Mas, seguindo o trilho percorrido por M. Espírito Santo, a feminização dos santos popularmente cultuados indicam-nos o matronato da divindade feminina. Uma emasculação que encontramos em todos os mediadores da religião da Mãe. Quer nos mitos da antiguidade como o de Diana de Éfeso e o da Deusa Síria; quer nos ritos de fertilidade ainda praticados nas sociedades ditas primitivas em que a efeminação é requisito da ordenação sagrada a exemplo dos sacerdotes dos índios, Pueblos do Novo México que são chamados «mujerados».
Primazia do feminino
Esta primazia do princípio feminino agora observada por M. Espírito Santo na sua «espeleologia da alma popular» ( no que segue Roger Bastide) é enriquecida por uma colecção de símbolos e de formas rituais que claramente nos situam num sistema matrista:o culto das pedras vaginais, a serpente ginocrática, a forma matriarcal da circularidade da aldeia, a lunaridade, a santificação das águas (uterinas), o sacerdócio feminino das «mulheres de virtude» e muitas outras práticas e crenças da mitologia popular ligadas a uma provedoria materna que actua do nascimento até à morte. Desde a Mãe marianizada que protege a maternidade, à Mãe ctónica em cujo seio o filho é reintegrado. Representações simbólicas de uma realidade social que contrasta com o patrismo urbano. E ao estabelecer este confronto, M. Espírito Santo tem um achado particularmente brilhante. É a referência iconográfica da Imaculada Conceição, minguada de formas, tipificando a filha e a esposa obedientes de uma sociedade aburguesada pelo mercantilismo. O cunho patrista do culto desta madona oficializado no século XVII confirma-se finalmente no facto de ela não trazer consigo o filho que, no mundo burguês pertence ao pai.
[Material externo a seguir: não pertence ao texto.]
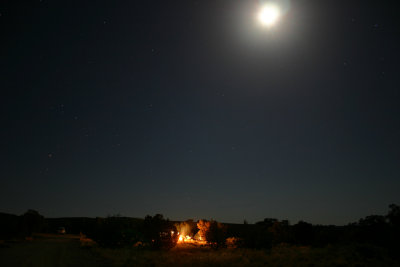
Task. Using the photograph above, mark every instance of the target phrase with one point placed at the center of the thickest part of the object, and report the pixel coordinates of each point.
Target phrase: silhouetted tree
(114, 231)
(303, 233)
(159, 232)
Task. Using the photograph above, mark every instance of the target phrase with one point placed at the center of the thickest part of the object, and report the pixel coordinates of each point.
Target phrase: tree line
(158, 232)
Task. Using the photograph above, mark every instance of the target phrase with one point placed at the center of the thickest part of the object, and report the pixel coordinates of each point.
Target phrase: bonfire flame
(183, 238)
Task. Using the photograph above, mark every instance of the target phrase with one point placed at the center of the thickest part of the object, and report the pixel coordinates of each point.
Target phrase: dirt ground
(48, 250)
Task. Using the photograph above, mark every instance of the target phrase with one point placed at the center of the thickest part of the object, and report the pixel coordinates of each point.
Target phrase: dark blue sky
(192, 110)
Bem diferente é a iconografia das Senhoras Camponesas que, dotadas de formas planturosas herdadas da robustez das divindades arcaicas femininas, não só seguram o menino como, na sua exuberância sumária, representam a fonte do leite que nutre a comunidade.
Deste confronto colhe concluir-se que, num país onde a burguesia é uma desvocação que se ilude em empresas descontínuas de curto alcance, a religião da Mãe é bem mais idónea à nossa cultura do que o símbolo madonal veiculado pela ideologia burguesa da autoridade paterna.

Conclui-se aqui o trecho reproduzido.